As a 10K+ reputation user on StackOverflow, you can see how I work with people to solve their questions, as well as how I will not spend long banging my head against a problem if leveraging the experience of others is a better solution. Here are just a few sample answers:
I actually wound up in Toronto not too long after answering that, and didn't think to collect my reward beer.
I believe that institutional knowledge is key. And I've always been a very forthright and expressive technical writer (even winning [an award from the Society for Technical Communication](http://blog.hostilefork.com/load-balancing-teenage-coding/) in high school). My notes as I work are part of my daily deliverable. While I've always thought commenting is key, the increasing power of links into issue databases has led my practices to evolve in recent years...which I've written about in "Comments vs. Links on the Collaborative Web"
I donate a ridiculous amount of my time to Open Source projects--and answering any old problem strangers have on the Internet. So if you have a question or want some advice, send a rough description of the issue to firstname.lastname@example.org. I'll give some thoughts for cheap-as-free.
However, I need to eat...and I happen to like sushi. That stuff isn't cheap! Well, the good kind isn't.
So until we solve the money problem, if you just happen to have some, maybe we can help each other. I can work remotely, and can also travel on-site to help you and your team if necessary.
I dislike closed-source software, software patents, digital restrictions management, and stuff of that nature. My childhood dreams were of using computers to bring us all into a post-scarcity economy...not a world of information "haves" and "have-nots".
There are some closed source projects that I will work on, if I must. But I try to steer people on paths that will ultimately align with Richard Stallman's philosophies, and the "four freedoms" he says are essential:
The freedom to run the program, for any purpose.
The freedom to study how the program works, and change it so it does your computing as you wish. Access to the source code is a precondition for this.
The freedom to redistribute copies so you can help your neighbor.
The freedom to distribute copies of your modified versions to others. By doing this you can give the whole community a chance to benefit from your changes. Access to the source code is a precondition for this.

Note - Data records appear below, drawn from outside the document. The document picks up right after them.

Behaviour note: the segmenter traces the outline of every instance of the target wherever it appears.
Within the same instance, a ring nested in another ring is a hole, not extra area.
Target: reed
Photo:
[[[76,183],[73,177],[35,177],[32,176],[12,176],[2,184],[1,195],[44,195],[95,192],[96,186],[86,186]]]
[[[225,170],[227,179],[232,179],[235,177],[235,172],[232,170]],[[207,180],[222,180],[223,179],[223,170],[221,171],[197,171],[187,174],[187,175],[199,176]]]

Also like Stallman, I am not anti-business. We believe you should be able to charge for software...just as you should be able to charge for selling someone a car. But to continue the analogy, there is tremendous danger when we culturally accept an idea like it being illegal to look under the hood of your car--or to have someone else look for you. Your car carries important cargo...yourself and your family. And the software you use carries important cargo too, increasingly the bulk of your digital life and identity.
Author Cory Doctorow's talk about "The Coming War on General Computation" is one of the most accessible framings of the problem I've come across. It is of profound importance. Here is a transcript, but please set aside an hour to watch it if you haven't come across it already:
So that's the point of view I'm coming from.